In 1974, Gerald Popek and Robert Goldberg published a paper, “Formal Requirements for Virtualizable Third Generation Architectures”, giving a set of characteristics for correct full-machine virtualisation.
Today, these characteristics remain very useful. Computer architects will informally cite this paper when debating Instruction Set Architecture (ISA) developments, with arguments like “but that’s not Popek & Goldberg-compliant!”
In this post I’m looking at one aspect of computer architecture evolution since 1974, and observing how RISC-style atomic operations provide some potential virtualisation gotchas for both programmers and architects.
Principles of virtualisation
First, some virtualisation context, because it’s fun!
A key P&G requirement is that of equivalence: it’s reasonable to expect software running under virtualisation to have the same behaviour as running it bare-metal! This property is otherwise known as correctness. :-)
P&G classify instructions as being sensitive if they behave differently when running at a lower privilege level (i.e. the program can detect that it is being run in a different manner). An ISA is said to be classically virtualisable if:
- Sensitive instructions are privileged, and
- Privileged instructions executed at a lower privilege level can be trapped to a higher level of privilege.
For a classically-virtualisable system, perfect equivalence can then be achieved by running software at a lower than usual level of privilege, trapping all privileged/sensitive instructions, and emulating their behaviour in a VMM. That is, if the design of the ISA ensures that all “sensitive” instructions can be trapped, it’s possible to ensure the logical execution of the software cannot be different to running bare-metal.
This virtualisation technique is called “privilege compression”.
Note: This applies recursively, running OS-level software with user privilege, or hypervisor-level software at OS/user privilege. Popek & Goldberg formalise this too, giving properties required for correct nested virtualisation.
System/360 and PowerPC are both classically virtualisable, almost as though IBM thought about this. ;-) Equivalent virtualisation can be achieved by:
- Running an OS in user mode (privilege compression, for CPU virtualisation),
- Catching traps (to supervisor mode/HV) when the guest OS performs a privileged operation,
- In the hypervisor, operating on a software-maintained “shadow” of what would have been the guest OS’s privileged CPU state were it running bare-metal.
- Constructing shadow address translations (for memory virtualisation).
Linux’s KVM support on PowerPC includes a “PR” feature, which does just this: for CPUs without hardware virtualisation, guests are run in user mode (or “PRoblem state” in IBM lingo).
Note: It is key that the hypervisor can observe and control all of the guest’s state.

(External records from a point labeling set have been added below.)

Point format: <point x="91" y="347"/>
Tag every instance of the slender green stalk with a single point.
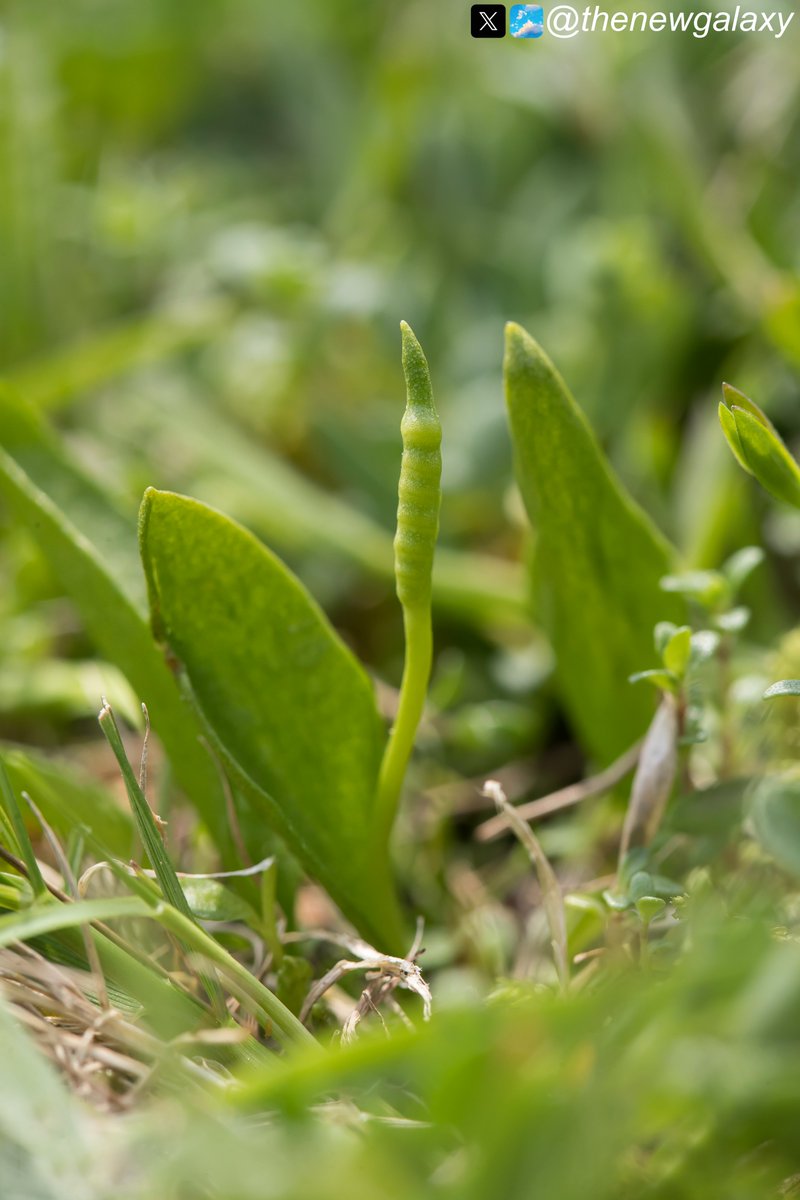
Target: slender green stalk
<point x="417" y="526"/>
<point x="152" y="843"/>
<point x="47" y="918"/>
<point x="24" y="845"/>
<point x="144" y="819"/>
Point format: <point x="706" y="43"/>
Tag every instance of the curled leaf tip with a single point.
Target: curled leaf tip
<point x="758" y="447"/>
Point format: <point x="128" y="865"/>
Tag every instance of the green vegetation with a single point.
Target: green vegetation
<point x="463" y="870"/>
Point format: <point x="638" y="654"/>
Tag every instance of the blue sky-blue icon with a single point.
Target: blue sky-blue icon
<point x="527" y="21"/>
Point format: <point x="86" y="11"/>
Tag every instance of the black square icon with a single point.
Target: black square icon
<point x="488" y="19"/>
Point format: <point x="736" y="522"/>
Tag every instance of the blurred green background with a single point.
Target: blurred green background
<point x="214" y="215"/>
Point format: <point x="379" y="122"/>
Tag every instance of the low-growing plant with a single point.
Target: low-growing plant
<point x="629" y="999"/>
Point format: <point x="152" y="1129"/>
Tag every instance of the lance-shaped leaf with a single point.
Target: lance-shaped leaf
<point x="91" y="547"/>
<point x="597" y="557"/>
<point x="775" y="816"/>
<point x="289" y="708"/>
<point x="758" y="447"/>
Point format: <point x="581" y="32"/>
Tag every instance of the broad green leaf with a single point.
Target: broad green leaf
<point x="70" y="798"/>
<point x="211" y="900"/>
<point x="659" y="678"/>
<point x="292" y="513"/>
<point x="678" y="652"/>
<point x="92" y="550"/>
<point x="775" y="815"/>
<point x="707" y="588"/>
<point x="597" y="557"/>
<point x="288" y="706"/>
<point x="783" y="688"/>
<point x="740" y="567"/>
<point x="758" y="447"/>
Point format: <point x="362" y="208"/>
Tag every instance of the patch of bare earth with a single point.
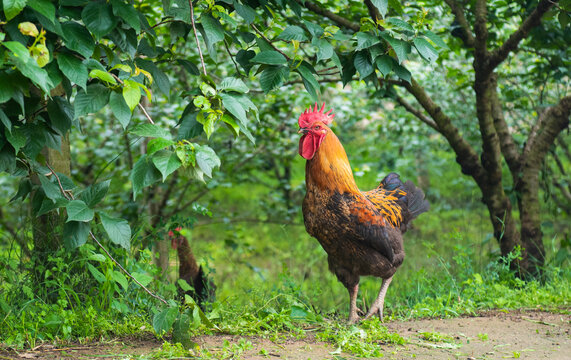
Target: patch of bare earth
<point x="492" y="335"/>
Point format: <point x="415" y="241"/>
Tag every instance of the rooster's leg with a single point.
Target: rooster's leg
<point x="353" y="291"/>
<point x="380" y="301"/>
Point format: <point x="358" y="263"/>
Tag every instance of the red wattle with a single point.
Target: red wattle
<point x="307" y="146"/>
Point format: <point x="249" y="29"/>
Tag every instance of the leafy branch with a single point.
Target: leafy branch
<point x="69" y="196"/>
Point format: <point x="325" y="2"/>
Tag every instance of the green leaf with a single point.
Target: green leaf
<point x="292" y="32"/>
<point x="77" y="210"/>
<point x="120" y="279"/>
<point x="396" y="5"/>
<point x="384" y="64"/>
<point x="91" y="101"/>
<point x="166" y="162"/>
<point x="48" y="205"/>
<point x="272" y="77"/>
<point x="159" y="78"/>
<point x="314" y="29"/>
<point x="131" y="93"/>
<point x="244" y="57"/>
<point x="120" y="109"/>
<point x="150" y="130"/>
<point x="98" y="17"/>
<point x="163" y="321"/>
<point x="7" y="86"/>
<point x="311" y="85"/>
<point x="51" y="190"/>
<point x="382" y="5"/>
<point x="366" y="40"/>
<point x="233" y="84"/>
<point x="246" y="12"/>
<point x="402" y="72"/>
<point x="437" y="40"/>
<point x="190" y="67"/>
<point x="232" y="124"/>
<point x="93" y="194"/>
<point x="234" y="107"/>
<point x="78" y="38"/>
<point x="44" y="7"/>
<point x="97" y="275"/>
<point x="189" y="127"/>
<point x="6" y="121"/>
<point x="324" y="50"/>
<point x="73" y="68"/>
<point x="143" y="174"/>
<point x="363" y="64"/>
<point x="143" y="278"/>
<point x="270" y="57"/>
<point x="13" y="8"/>
<point x="97" y="257"/>
<point x="401" y="24"/>
<point x="103" y="75"/>
<point x="401" y="48"/>
<point x="206" y="159"/>
<point x="117" y="229"/>
<point x="127" y="12"/>
<point x="425" y="49"/>
<point x="158" y="144"/>
<point x="237" y="106"/>
<point x="61" y="114"/>
<point x="212" y="28"/>
<point x="564" y="18"/>
<point x="28" y="66"/>
<point x="75" y="234"/>
<point x="17" y="138"/>
<point x="181" y="332"/>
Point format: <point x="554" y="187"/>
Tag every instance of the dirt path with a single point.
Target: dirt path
<point x="493" y="335"/>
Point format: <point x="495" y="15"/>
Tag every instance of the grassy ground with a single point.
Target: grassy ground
<point x="272" y="280"/>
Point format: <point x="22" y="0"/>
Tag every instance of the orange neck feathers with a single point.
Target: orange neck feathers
<point x="330" y="168"/>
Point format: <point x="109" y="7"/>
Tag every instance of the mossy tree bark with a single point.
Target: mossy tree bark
<point x="498" y="146"/>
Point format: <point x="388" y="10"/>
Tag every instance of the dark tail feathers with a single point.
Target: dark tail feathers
<point x="413" y="201"/>
<point x="416" y="204"/>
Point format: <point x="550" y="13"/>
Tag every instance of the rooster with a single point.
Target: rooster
<point x="202" y="288"/>
<point x="361" y="232"/>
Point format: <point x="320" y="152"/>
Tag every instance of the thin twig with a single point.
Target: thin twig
<point x="127" y="272"/>
<point x="68" y="195"/>
<point x="268" y="41"/>
<point x="139" y="104"/>
<point x="232" y="57"/>
<point x="196" y="36"/>
<point x="146" y="113"/>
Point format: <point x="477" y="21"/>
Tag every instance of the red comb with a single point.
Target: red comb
<point x="178" y="229"/>
<point x="310" y="116"/>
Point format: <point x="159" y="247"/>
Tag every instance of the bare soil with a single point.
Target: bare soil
<point x="491" y="335"/>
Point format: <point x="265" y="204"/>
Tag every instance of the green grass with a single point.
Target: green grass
<point x="272" y="281"/>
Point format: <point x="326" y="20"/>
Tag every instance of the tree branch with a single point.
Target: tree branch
<point x="458" y="12"/>
<point x="550" y="123"/>
<point x="69" y="196"/>
<point x="268" y="41"/>
<point x="374" y="13"/>
<point x="465" y="154"/>
<point x="511" y="44"/>
<point x="425" y="119"/>
<point x="508" y="146"/>
<point x="481" y="31"/>
<point x="339" y="20"/>
<point x="196" y="36"/>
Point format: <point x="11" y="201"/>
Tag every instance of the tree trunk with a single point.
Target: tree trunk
<point x="543" y="135"/>
<point x="47" y="229"/>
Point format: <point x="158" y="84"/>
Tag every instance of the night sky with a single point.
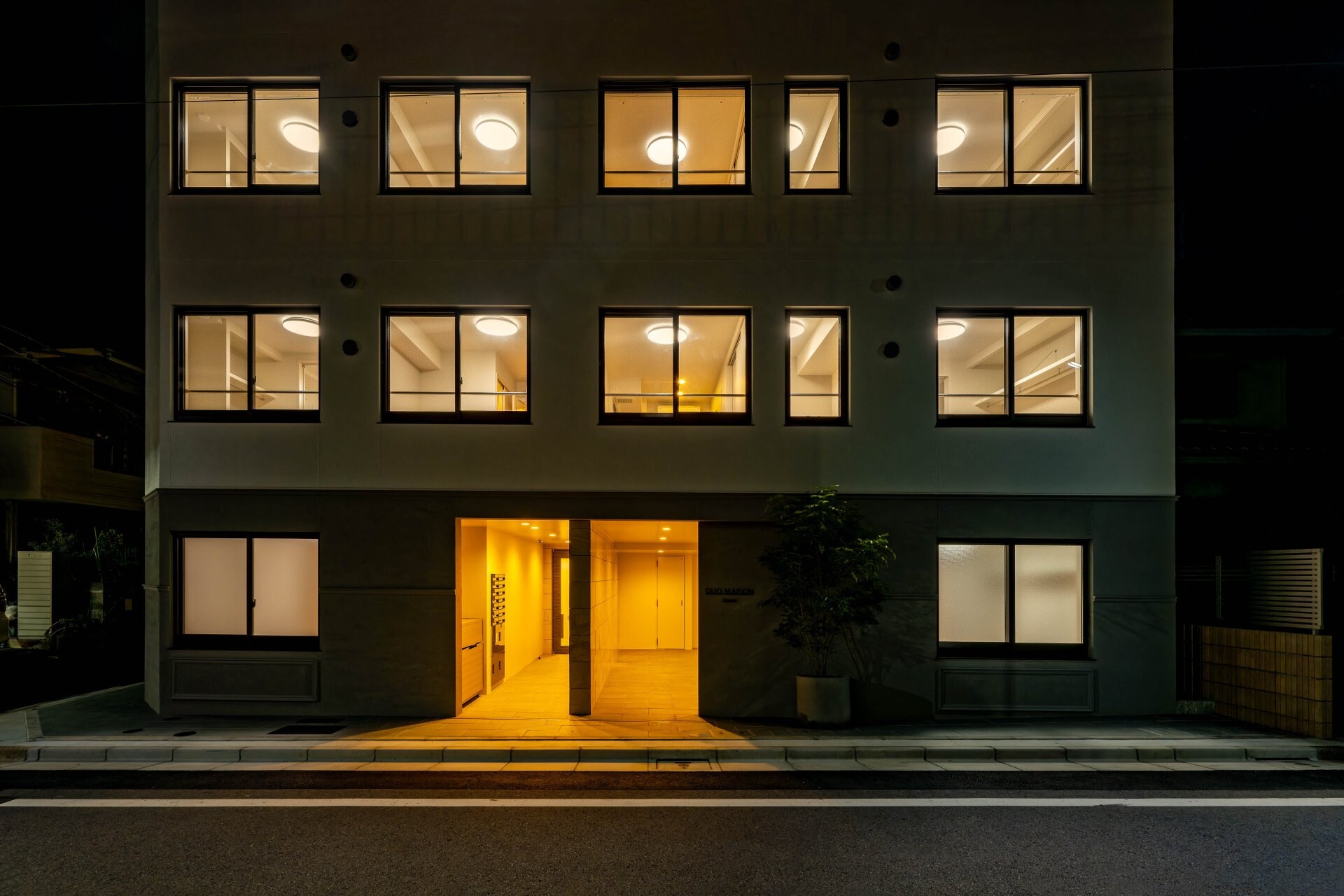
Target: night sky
<point x="1259" y="174"/>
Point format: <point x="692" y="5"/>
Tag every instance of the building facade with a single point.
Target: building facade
<point x="421" y="274"/>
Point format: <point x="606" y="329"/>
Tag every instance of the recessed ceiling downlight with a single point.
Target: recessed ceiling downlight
<point x="951" y="330"/>
<point x="496" y="134"/>
<point x="300" y="134"/>
<point x="662" y="333"/>
<point x="300" y="326"/>
<point x="660" y="150"/>
<point x="951" y="137"/>
<point x="496" y="326"/>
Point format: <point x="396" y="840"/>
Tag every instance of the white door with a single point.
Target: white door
<point x="671" y="603"/>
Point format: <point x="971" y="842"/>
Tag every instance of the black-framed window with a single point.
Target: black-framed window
<point x="1023" y="134"/>
<point x="818" y="137"/>
<point x="246" y="592"/>
<point x="456" y="365"/>
<point x="690" y="137"/>
<point x="456" y="136"/>
<point x="675" y="365"/>
<point x="1012" y="598"/>
<point x="248" y="365"/>
<point x="818" y="382"/>
<point x="246" y="137"/>
<point x="1012" y="367"/>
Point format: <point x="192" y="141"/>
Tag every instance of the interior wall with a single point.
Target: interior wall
<point x="604" y="609"/>
<point x="638" y="592"/>
<point x="475" y="587"/>
<point x="519" y="558"/>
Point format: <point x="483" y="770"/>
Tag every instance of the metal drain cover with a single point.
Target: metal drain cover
<point x="683" y="764"/>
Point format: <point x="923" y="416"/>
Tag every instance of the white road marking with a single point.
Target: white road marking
<point x="806" y="802"/>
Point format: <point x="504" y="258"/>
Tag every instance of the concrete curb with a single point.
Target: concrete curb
<point x="738" y="751"/>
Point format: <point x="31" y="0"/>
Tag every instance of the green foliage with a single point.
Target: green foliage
<point x="827" y="570"/>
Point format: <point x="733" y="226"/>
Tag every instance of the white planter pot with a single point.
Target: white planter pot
<point x="824" y="701"/>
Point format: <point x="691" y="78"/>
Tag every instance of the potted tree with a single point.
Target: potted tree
<point x="827" y="587"/>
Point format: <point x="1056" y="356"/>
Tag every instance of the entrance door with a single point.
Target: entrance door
<point x="671" y="603"/>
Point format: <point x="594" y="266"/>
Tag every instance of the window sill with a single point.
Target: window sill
<point x="249" y="644"/>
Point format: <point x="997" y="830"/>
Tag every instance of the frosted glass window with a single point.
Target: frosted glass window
<point x="286" y="586"/>
<point x="214" y="586"/>
<point x="816" y="372"/>
<point x="1049" y="594"/>
<point x="972" y="593"/>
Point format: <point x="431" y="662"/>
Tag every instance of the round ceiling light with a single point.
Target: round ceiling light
<point x="496" y="326"/>
<point x="951" y="330"/>
<point x="662" y="333"/>
<point x="951" y="137"/>
<point x="300" y="326"/>
<point x="300" y="134"/>
<point x="660" y="150"/>
<point x="496" y="134"/>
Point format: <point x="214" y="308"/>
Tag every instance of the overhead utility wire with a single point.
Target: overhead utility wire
<point x="755" y="83"/>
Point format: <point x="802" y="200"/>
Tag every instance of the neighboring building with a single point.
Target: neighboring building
<point x="70" y="457"/>
<point x="495" y="328"/>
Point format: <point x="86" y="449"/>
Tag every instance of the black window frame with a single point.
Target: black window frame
<point x="1009" y="416"/>
<point x="1012" y="649"/>
<point x="458" y="415"/>
<point x="253" y="414"/>
<point x="843" y="419"/>
<point x="1007" y="85"/>
<point x="251" y="88"/>
<point x="673" y="86"/>
<point x="454" y="86"/>
<point x="182" y="641"/>
<point x="675" y="418"/>
<point x="841" y="86"/>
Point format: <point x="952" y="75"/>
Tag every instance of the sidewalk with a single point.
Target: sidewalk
<point x="113" y="729"/>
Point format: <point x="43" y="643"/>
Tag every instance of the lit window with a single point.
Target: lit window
<point x="675" y="137"/>
<point x="456" y="365"/>
<point x="818" y="367"/>
<point x="1034" y="130"/>
<point x="1046" y="363"/>
<point x="1006" y="598"/>
<point x="248" y="137"/>
<point x="246" y="365"/>
<point x="816" y="137"/>
<point x="671" y="365"/>
<point x="248" y="592"/>
<point x="464" y="137"/>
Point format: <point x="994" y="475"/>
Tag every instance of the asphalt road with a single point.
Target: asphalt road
<point x="710" y="848"/>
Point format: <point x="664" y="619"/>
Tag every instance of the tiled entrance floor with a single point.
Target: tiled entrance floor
<point x="648" y="694"/>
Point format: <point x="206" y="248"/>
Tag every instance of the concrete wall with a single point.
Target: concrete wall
<point x="387" y="617"/>
<point x="745" y="671"/>
<point x="565" y="250"/>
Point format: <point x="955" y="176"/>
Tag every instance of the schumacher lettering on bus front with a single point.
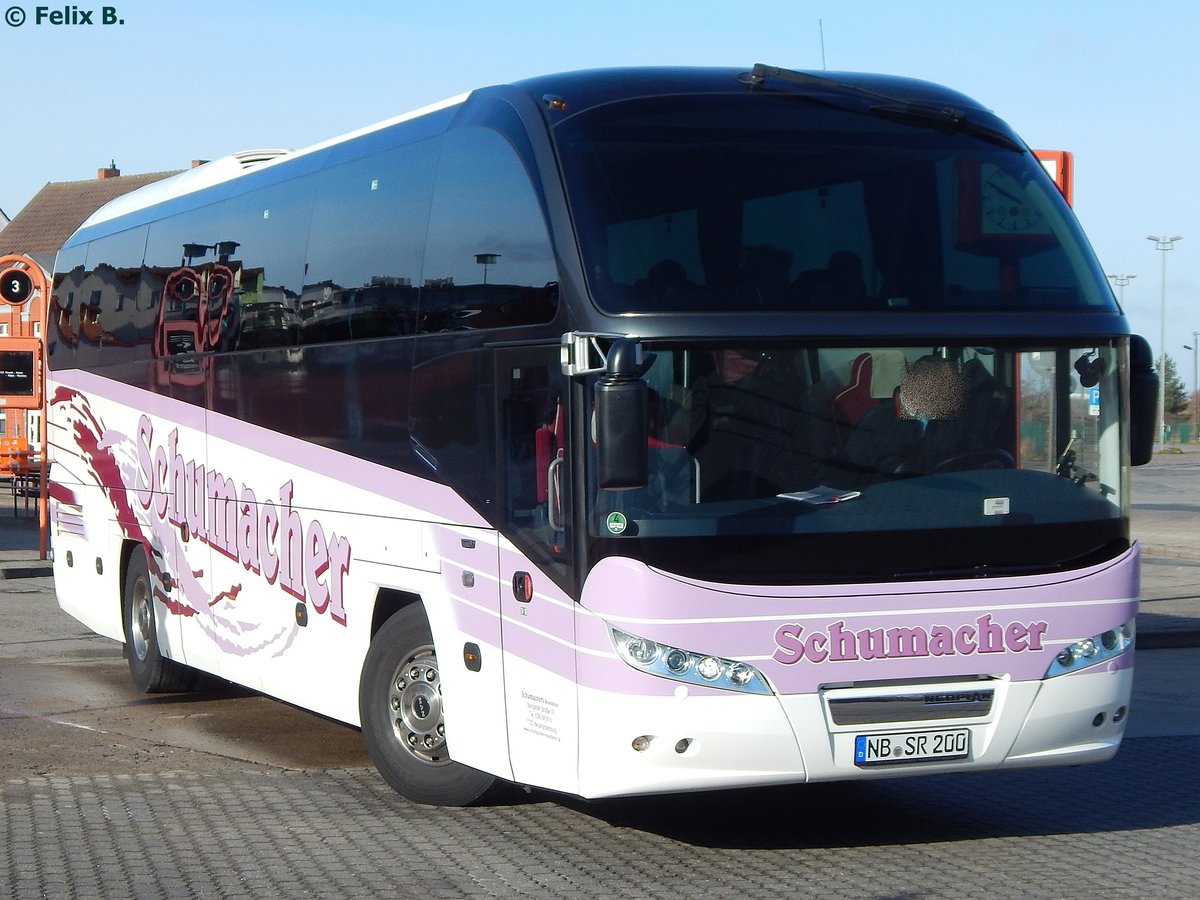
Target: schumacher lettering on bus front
<point x="839" y="643"/>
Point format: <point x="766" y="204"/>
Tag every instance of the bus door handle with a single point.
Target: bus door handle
<point x="552" y="493"/>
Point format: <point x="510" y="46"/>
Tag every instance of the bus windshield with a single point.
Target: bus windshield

Today, most systems address the performance impact of all of this trap-and-emulate by providing hardware CPU and memory virtualisation (e.g. user, OS and hypervisor execution privilege levels, with nested page tables). But, classically virtualisable ISA design remains important for clear reasoning about isolation between privilege levels and composability of behaviours.
Computers in 1974 were ~all CISC
All computers in 1974 were available in corduroy with a selection of Liberty-print input devices. All consoles had ashtrays (not even joking tbh).
Architecture-wise, IBM was working on early RISC concepts leading to the 701, but most of the industry was on a full-steam trajectory to peak CISC (VAX) in the late 1970s. It’s fair to say that “CISC” wasn’t even a thing yet; instruction sets were just complex. P&G’s paper considered three contemporary computers:
- IBM System/360
- Honeywell 6000
- DEC PDP-10
CISC atomic operations and synchronisation primitives
These machines had composite/”read-modify-write” atomic operations, similar to those in today’s x86 architectures. System/360 had compare-and-swap, locked operations (read-operate-write), test-and-set, and PDP-10 had EXCHange/swap.
These kinds of instructions are not sensitive so, unless the addressed memory is privileged, atomic operations can be performed inside virtual machines without the hypervisor needing to know.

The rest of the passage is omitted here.